Poor Rick Stoner (who, Coulson jokingly notes, should probably have a more fun personality given his name). He doesn’t even realize that his S.H.I.E.L.D. base is slowly being taken over by Chronicoms, who are stealing his agents’ faces and memories. Stoner loves all their fancy technology (such as the tracking device that allows ‘70s S.H.I.E.L.D. to pursue the high-tech Zephyr) but doesn’t think about where it comes from or what it might cost. When missiles are fired at the Zephyr, he starts to suspect he’s not in control anymore, but it’s not fully confirmed until the Chronicoms try strapping him down to their brain-drain machine.
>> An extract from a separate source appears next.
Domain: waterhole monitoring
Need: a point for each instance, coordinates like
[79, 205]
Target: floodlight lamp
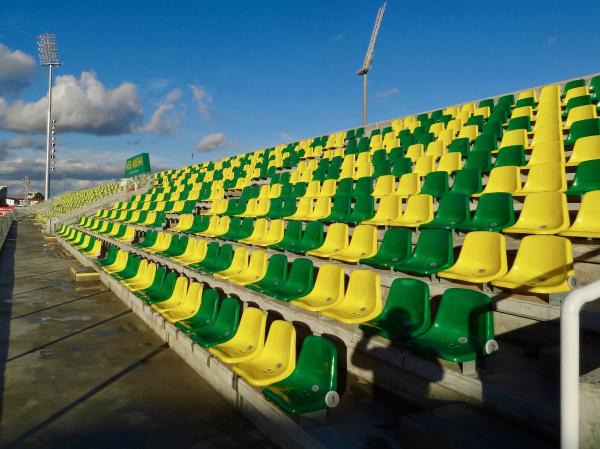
[47, 50]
He’s saved in the nick of time by Coulson and May, whose new empathy superpower allowed her to detect that Stoner’s right-hand woman had already been Chronified (since they don’t have emotions).
Meanwhile, Sousa and Daisy find themselves in the captivity of Daniel Whitehall and young Gideon Malick. Daisy’s superpowers are obvious, but Malick also suspects Sousa must be an Inhuman or a supersoldier, since he’s a young man in the ‘70s despite serving in World War II (clearly the Chronicoms don’t explain everything about time to their allies). Given how affectless the Chronicoms are, I’m glad we can get some more solid villainy out of the young Malick. Cameron Palatas plays him as a super-charged spoiled obnoxious rich kid who has almost everything he could want and still hungers for what he doesn’t have. He’s all bravado and bragging as he drains Daisy’s blood and spinal fluid, but naturally isn’t remotely prepared to actually handle her powers. When he stumbles out of the operating room, his quake powers start crushing his bones and immediately bring the roof down on himself. Sousa is able to get Daisy back to the Zephyr, and they both seem okay.
On the Zephyr, Coulson and May have a conversation. The former suspects that the Chronicoms are mimicking him in order to seem more human; despite being an LMD, he’s apparently not in the Uncanny Valley as much as them. May says that she’s grown accustomed to his many returns: “You never die. You always come back.” Incorporating both those ideas, Coulson infiltrates the Chronicoms’ timeship and finds himself face-to-face with Sybil, one of their “predictors” rather than “hunters.” They have a very abstract, sci-fi conversation in a white room about mortality and time. Sybil says that humans are pathetic, panicked creatures due to their overwhelming fear of death, but Coulson hits her with the Tolkienesque argument that only having limited time on earth is what makes human lives special. Their sacrifices mean something, and he promptly proves that by blowing up the Chronicoms’ timeship with him aboard. May isn’t too worried when she hears: “He’ll come back. He always does.”
The most brutal stuff in this episode, though, is saved for last. Mack almost ruined the plan last week in order to save his parents from the Chronicoms’ clutches, but he’s enjoyed talking to them as a man and introducing them to his girlfriend Yo-Yo even though they have no idea who he is or why they should care about that. But as they approach the Zephyr, May realizes she’s not picking up any emotions from them either. Sure enough, it’s soon revealed that Mack’s parents have been drained and replaced by Chronicoms. Mack has to not only fight his parents but literally throw them out of the plane’s bay doors as they call him nicknames stolen from his dead parents’ memories. Intense stuff! It’s hard to blame Mack for taking a motorcycle ride shortly after they land, to get some air. Deke follows, since he knows what it’s like to lose his parents. Unfortunately for them, the Chronicoms are already on the move again, and the Zephyr time-jumps without Deke or Mack on board!
Hoping that means we might see Fitz again soon. Despite the story reasons for his absence, laboriously explained by Simmons at least once an episode, I really miss Ian de Castecker’s onscreen presence. Simmons isn’t nearly as fun a character without him to interact with.